I think I understand. “Does it wrap around,” meaning, is “higher” and “lower” only a spatial analogy, somewhat misleading? Here is what I think it means: Everything is all one thing not only in being all-connected, but in being non-hierarchical. If this is the meaning of his question, I’d say yes, although not intuitively obvious, that’s true. Reality isn’t divided into enlightened and unenlightened, king and pawn, superior and inferior, advanced and retarded – except in relation to any given point of view. Is this right, and am I reading the question right?
Yes and yes. This clarification may be important for some, and obvious for others. Reality, All That Is, isn’t divided into first class and cheap seats. It’s all one thing, as we keep saying. Reality is neither unorganized nor hierarchical.
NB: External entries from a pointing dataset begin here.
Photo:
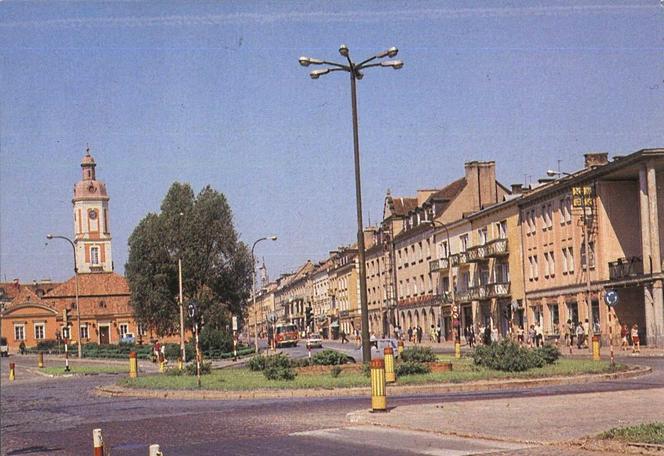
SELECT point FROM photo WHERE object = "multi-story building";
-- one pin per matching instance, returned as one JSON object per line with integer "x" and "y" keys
{"x": 612, "y": 209}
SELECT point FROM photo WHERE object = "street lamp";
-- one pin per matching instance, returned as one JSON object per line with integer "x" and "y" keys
{"x": 78, "y": 309}
{"x": 355, "y": 71}
{"x": 586, "y": 251}
{"x": 253, "y": 285}
{"x": 456, "y": 331}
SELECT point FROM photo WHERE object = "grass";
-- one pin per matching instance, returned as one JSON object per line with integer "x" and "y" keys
{"x": 85, "y": 370}
{"x": 240, "y": 379}
{"x": 652, "y": 433}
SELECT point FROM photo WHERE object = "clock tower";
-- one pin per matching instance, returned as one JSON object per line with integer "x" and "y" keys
{"x": 91, "y": 224}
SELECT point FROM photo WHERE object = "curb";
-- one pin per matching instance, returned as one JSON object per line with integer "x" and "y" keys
{"x": 395, "y": 391}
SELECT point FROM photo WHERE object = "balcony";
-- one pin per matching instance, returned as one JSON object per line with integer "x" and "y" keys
{"x": 438, "y": 265}
{"x": 497, "y": 248}
{"x": 625, "y": 268}
{"x": 477, "y": 253}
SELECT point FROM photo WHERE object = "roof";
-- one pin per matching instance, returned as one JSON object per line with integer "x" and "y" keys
{"x": 92, "y": 284}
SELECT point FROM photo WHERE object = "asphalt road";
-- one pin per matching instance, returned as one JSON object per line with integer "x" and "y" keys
{"x": 57, "y": 415}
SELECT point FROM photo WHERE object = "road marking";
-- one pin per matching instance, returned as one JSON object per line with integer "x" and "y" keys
{"x": 412, "y": 441}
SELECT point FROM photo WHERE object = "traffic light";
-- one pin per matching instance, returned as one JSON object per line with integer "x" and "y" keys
{"x": 308, "y": 312}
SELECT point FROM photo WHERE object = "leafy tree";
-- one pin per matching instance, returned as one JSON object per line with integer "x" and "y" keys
{"x": 216, "y": 266}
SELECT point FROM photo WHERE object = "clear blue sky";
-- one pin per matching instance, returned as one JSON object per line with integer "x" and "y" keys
{"x": 211, "y": 93}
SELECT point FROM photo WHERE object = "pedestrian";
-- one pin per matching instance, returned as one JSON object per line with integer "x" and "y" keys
{"x": 579, "y": 336}
{"x": 636, "y": 342}
{"x": 531, "y": 336}
{"x": 624, "y": 331}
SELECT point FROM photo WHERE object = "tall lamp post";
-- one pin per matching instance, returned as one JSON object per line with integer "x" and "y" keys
{"x": 78, "y": 310}
{"x": 355, "y": 71}
{"x": 586, "y": 251}
{"x": 253, "y": 285}
{"x": 456, "y": 328}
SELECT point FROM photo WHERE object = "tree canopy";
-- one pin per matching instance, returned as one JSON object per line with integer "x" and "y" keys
{"x": 216, "y": 266}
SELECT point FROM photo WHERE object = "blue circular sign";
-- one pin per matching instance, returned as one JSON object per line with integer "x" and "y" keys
{"x": 611, "y": 298}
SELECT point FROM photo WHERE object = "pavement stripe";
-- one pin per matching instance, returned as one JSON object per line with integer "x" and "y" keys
{"x": 412, "y": 441}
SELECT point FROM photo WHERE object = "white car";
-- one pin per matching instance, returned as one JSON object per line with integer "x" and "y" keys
{"x": 314, "y": 341}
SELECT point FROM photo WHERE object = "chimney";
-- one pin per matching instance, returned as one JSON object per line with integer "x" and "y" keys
{"x": 481, "y": 180}
{"x": 595, "y": 159}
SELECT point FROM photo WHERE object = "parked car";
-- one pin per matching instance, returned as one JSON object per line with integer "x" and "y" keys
{"x": 4, "y": 348}
{"x": 314, "y": 341}
{"x": 128, "y": 338}
{"x": 377, "y": 349}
Instead, it is self-organizing and fluid; it is all one thing and at the same time it is segmented, or compartmentalized, or segregated, or organized in many ways at once, so that different ways of seeing it result in perception of different structures.
You once gave us the analogy of the interior of a crystal, looking one way when a laser shines through it from one direction, and different when shined through differently. Each angle of vision illumines different relationships that exist always but are not necessarily always evident.
You see the limitations of analogy. Words are more fluid than objects, but nonetheless far more static and unresponsive than are the realities they are used to try to capture. Images are somewhat more supple than words alone, but are also too static, too defined, to capture the quicksilver-like nature of the reality they attempt to reflect. Even the simultaneous overlapping of images cannot do it justice. If you were not intuitive beings, in touch with your non-3D natures, you would have no hope of grasping any of it.
Think perhaps of the ongoing process represented by kneading dough. The outside becomes the inside. Neighboring particles become separated; unmixed portions become part of other previously separate pieces. Not the dough, but the process of kneading, is the analogy. A change of angle of viewing will show entirely different relationships that are no less and no more true. There is no one way of seeing things; there is only every way, and this of course no one in 3D can ever stretch to encompass.